Wahlweise war der V70 XC mit 4-Stufen-Automatik oder 5-Gang-Schaltgetriebe ausgestattet, aber immer gekoppelt an einen kultivierten Fünfzylinder-Turbo mit 193 PS. Ausnahme: In Ländern mit progressiver Hubraumsteuer wurde eine Version mit zwei Litern Hubraum angeboten.
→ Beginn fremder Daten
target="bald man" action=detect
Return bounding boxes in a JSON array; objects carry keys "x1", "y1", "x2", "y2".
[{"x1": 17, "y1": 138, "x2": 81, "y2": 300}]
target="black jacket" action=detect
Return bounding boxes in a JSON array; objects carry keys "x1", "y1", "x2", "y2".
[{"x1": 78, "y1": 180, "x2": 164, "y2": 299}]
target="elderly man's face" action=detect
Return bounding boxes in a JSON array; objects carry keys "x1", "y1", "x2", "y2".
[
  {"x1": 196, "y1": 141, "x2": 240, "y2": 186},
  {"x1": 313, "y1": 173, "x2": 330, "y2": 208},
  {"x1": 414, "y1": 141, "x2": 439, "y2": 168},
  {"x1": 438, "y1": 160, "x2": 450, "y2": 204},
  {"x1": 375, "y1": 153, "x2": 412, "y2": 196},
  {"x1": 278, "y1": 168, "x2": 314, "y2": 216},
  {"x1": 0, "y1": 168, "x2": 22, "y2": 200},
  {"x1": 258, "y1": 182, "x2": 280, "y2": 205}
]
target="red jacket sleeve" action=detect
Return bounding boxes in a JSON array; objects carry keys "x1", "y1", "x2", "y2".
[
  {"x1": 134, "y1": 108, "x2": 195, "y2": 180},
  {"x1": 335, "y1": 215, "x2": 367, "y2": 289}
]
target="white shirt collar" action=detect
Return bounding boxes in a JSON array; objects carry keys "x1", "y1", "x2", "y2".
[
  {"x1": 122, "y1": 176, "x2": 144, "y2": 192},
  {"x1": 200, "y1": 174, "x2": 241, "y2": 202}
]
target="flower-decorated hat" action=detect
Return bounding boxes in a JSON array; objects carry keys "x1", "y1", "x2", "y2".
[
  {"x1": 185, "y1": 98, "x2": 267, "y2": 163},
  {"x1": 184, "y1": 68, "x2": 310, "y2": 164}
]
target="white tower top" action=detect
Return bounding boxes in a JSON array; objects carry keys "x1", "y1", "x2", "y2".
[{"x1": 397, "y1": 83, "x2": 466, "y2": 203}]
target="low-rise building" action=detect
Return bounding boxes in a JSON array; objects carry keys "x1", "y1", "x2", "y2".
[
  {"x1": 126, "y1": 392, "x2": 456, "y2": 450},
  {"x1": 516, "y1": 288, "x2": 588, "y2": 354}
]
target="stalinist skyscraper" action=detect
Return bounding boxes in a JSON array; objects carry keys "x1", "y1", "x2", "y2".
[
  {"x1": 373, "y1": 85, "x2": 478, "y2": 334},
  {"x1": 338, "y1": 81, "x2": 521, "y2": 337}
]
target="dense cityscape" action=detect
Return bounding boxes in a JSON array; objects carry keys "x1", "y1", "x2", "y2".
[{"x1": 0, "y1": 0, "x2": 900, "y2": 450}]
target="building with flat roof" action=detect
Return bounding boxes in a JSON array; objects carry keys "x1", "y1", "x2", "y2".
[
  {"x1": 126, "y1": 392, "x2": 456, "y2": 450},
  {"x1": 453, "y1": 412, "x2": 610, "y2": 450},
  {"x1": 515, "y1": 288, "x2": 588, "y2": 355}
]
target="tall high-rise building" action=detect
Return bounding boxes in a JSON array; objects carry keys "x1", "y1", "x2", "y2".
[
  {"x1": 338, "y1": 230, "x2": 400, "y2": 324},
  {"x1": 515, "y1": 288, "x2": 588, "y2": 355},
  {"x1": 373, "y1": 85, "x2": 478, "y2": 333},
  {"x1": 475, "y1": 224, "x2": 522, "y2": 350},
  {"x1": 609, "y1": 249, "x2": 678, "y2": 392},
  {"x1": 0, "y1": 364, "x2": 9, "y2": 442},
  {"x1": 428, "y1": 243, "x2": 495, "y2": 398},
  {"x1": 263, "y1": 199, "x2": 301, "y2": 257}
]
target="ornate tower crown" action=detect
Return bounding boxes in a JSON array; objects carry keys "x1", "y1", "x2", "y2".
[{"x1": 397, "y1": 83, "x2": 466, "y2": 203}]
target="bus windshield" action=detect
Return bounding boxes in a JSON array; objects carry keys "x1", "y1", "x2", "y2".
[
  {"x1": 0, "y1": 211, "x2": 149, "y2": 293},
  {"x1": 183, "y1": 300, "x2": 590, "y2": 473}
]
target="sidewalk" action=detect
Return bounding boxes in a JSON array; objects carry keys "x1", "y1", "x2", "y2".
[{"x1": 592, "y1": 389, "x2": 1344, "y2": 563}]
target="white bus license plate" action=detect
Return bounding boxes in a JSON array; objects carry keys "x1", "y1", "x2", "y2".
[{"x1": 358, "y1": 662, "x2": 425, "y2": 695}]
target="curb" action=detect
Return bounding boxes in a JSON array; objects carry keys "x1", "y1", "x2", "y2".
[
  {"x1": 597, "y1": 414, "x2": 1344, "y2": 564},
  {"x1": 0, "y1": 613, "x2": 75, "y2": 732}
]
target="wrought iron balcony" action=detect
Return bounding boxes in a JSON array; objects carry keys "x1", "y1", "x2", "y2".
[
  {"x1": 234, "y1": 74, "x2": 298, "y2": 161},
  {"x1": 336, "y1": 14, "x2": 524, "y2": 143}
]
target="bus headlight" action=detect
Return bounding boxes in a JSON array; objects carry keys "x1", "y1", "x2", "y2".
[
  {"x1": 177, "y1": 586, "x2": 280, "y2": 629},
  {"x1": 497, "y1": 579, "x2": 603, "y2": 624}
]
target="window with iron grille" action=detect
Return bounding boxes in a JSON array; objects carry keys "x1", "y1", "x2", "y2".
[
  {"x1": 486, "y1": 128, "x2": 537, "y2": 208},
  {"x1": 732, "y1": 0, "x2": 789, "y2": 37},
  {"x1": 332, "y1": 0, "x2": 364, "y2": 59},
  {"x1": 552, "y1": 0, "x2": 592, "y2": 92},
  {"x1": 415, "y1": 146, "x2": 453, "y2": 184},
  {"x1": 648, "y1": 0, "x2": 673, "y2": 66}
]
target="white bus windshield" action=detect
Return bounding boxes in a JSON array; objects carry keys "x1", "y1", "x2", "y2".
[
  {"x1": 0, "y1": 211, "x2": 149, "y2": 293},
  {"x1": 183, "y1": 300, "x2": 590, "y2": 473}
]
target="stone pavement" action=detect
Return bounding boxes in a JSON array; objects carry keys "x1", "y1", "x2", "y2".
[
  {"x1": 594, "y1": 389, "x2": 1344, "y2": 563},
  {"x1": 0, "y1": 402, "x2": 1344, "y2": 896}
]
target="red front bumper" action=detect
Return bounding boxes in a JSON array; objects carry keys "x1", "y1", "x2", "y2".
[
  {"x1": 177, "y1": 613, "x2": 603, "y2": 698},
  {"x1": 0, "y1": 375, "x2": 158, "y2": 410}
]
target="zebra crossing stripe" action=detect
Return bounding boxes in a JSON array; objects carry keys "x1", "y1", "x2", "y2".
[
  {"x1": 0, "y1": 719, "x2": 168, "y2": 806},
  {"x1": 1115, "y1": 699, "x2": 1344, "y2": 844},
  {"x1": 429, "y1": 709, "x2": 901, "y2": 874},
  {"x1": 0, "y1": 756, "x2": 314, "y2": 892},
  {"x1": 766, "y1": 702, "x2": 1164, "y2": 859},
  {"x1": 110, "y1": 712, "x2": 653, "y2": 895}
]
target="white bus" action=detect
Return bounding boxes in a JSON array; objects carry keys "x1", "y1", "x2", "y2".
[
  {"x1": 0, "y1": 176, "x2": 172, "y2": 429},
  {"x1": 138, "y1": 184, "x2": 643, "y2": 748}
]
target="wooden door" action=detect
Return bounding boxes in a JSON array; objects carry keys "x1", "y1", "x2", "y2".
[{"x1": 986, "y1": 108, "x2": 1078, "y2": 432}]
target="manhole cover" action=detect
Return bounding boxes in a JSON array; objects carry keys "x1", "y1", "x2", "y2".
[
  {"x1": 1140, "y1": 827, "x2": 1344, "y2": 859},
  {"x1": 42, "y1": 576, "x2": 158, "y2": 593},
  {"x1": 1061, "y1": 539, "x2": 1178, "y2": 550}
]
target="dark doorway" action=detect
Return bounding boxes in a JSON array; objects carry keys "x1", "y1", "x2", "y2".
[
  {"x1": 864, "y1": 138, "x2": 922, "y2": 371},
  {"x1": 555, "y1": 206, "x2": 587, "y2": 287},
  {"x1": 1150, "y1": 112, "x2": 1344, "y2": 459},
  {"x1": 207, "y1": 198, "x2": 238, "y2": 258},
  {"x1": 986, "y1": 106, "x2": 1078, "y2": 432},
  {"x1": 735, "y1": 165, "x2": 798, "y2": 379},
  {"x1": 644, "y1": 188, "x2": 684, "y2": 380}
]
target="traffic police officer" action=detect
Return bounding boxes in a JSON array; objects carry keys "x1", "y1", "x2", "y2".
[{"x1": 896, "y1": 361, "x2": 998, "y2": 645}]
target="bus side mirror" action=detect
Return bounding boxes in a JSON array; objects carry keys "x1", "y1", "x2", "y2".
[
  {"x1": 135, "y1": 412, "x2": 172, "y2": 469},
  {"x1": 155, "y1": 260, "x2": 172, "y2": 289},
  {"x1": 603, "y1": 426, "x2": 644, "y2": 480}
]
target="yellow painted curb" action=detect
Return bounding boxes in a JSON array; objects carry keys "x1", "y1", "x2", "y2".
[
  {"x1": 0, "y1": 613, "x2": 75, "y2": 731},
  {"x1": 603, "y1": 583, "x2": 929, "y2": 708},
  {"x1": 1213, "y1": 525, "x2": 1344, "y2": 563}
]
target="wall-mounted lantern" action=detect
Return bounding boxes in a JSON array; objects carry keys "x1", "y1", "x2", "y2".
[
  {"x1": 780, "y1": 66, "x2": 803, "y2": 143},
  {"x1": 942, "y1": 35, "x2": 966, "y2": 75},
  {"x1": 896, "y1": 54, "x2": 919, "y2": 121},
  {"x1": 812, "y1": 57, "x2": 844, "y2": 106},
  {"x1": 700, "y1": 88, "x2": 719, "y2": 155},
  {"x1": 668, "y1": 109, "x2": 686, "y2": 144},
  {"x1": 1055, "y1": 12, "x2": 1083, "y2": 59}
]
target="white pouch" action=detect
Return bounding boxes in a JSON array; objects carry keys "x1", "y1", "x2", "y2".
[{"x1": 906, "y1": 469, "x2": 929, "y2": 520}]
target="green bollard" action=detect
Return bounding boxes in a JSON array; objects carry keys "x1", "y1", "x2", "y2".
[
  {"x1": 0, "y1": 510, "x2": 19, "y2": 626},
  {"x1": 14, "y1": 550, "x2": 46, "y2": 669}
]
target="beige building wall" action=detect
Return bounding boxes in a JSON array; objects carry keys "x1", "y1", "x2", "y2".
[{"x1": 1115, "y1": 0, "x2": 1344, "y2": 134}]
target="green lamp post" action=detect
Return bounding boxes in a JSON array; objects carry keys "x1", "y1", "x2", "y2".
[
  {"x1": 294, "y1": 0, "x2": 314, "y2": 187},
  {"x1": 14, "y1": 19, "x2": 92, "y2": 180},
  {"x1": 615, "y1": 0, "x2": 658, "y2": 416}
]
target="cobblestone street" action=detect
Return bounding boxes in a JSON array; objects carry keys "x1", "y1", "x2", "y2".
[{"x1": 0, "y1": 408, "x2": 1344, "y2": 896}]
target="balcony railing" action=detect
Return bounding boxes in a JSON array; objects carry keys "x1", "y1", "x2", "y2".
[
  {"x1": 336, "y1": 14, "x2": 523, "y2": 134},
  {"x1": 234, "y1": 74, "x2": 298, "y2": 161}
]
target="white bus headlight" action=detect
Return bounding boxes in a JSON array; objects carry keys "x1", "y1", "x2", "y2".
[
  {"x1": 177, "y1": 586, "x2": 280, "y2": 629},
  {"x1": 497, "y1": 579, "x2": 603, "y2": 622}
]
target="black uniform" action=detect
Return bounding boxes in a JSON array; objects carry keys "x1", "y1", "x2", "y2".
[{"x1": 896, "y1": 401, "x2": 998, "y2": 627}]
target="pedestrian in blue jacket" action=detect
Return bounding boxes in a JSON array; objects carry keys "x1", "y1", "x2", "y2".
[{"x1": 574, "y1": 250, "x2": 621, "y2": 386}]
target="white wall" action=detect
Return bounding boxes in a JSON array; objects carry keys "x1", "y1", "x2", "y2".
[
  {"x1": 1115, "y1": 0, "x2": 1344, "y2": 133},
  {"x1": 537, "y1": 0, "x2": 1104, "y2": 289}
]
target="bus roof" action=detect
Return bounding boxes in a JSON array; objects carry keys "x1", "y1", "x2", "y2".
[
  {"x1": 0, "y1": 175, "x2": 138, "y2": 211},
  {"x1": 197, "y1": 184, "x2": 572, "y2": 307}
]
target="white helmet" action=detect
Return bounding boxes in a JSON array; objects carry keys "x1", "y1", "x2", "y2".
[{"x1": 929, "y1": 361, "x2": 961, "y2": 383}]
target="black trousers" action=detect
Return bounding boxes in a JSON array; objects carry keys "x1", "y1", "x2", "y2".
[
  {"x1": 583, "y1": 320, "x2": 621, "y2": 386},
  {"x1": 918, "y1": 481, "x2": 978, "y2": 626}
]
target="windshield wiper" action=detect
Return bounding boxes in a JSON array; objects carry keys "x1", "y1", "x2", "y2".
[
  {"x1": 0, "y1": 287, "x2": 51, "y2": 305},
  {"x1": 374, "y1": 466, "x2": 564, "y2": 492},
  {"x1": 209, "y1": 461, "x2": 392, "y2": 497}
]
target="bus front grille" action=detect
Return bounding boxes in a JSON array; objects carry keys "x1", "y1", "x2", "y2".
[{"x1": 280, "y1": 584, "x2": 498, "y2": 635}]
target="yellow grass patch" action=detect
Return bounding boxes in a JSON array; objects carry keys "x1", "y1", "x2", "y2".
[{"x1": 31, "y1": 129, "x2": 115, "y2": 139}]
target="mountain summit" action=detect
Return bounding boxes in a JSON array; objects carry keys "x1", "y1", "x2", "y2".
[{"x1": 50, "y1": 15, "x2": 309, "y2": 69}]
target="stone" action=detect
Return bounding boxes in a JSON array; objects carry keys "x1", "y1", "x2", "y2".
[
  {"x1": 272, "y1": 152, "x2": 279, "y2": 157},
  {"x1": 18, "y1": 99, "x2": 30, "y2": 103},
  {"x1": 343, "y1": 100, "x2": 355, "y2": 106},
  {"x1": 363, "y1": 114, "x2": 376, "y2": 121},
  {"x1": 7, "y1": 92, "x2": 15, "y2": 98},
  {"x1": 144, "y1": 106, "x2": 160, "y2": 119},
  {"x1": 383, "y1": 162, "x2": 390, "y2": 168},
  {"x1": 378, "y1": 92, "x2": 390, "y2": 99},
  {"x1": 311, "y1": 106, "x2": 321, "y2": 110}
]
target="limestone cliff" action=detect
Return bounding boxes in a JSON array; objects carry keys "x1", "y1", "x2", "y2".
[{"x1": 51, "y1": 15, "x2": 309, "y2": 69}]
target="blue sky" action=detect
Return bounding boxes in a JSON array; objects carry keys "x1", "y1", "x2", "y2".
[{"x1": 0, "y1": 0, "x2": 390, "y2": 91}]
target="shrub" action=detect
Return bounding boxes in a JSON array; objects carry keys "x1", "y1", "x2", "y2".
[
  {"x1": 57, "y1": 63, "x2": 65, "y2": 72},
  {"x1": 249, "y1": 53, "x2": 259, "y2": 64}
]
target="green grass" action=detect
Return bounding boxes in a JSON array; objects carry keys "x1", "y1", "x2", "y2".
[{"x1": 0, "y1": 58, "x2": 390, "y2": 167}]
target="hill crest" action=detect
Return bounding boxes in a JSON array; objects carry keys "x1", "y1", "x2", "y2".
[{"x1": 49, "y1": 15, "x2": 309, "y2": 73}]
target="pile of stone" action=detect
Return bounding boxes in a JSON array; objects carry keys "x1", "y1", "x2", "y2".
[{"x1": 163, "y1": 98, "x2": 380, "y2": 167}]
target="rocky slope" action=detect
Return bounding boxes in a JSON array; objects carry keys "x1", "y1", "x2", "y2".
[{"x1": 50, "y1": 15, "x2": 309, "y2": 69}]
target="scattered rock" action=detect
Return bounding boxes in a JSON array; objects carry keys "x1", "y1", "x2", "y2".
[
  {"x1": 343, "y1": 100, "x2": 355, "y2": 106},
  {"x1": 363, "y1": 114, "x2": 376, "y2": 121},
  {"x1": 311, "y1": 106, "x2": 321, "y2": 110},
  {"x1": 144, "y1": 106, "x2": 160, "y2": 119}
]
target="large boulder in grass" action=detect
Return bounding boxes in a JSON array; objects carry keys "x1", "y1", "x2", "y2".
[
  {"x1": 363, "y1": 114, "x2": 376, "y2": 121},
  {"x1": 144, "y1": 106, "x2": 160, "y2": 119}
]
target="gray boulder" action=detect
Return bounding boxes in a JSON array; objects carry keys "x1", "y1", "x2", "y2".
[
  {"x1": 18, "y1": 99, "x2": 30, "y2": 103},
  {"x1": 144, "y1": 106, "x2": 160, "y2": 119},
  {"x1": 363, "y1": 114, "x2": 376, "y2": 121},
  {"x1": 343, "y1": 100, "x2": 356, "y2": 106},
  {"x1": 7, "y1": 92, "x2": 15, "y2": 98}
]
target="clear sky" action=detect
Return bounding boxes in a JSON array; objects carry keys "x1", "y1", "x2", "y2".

Die Autokäufer fuhren drauf ab: Zwar wurde die erste Modellgeneration nicht einmal drei Jahre gebaut, doch entschieden sich in diesem Zeitraum knapp 54.000 Kunden für das Modell. Und damit war der Groschen in der Unternehmenszentrale in Göteborg gefallen.

Der Erfolg bildete den Startschuss für eine stetig wachsende Modellfamilie: 2000 folgte die zweite Generation, nur noch XC70 genannt. Die Neuauflage wirkte mit ihren Kunststoffplanken noch eine Spur robuster bzw. „SUV-iger“. 2002 ging es dann auch mit dem ersten echten SUV los, dem XC90.


Als Sprössling des V70 XC bot der 4,64 Meter lange V60 Cross Country ähnlich komfortable Platzverhältnisse. Für den Vortrieb standen drei Dieselmotorisierungen und ein T5-Turbobenziner zur Wahl, die mit Front- bzw. Allradantrieb, Schaltgetriebe oder Automatik zwischen 150 und 245 PS entwickelten.


Heutzutage gibt es neben dem V60 Cross Country der zweiten Generation auch den größeren Volvo V90 Cross Country, der noch stärker an das Original erinnert. Der Allrad-Kombi mit den Offroad-Tugenden, der auf der skalierbaren Produkt-Architektur (SPA) aufbaut, ist mit knapp 4,96 Metern noch geräumiger als sein Urahn. Nur ist das Kofferraumvolumen trotz längerer Abmessungen auf 560 Liter gefallen.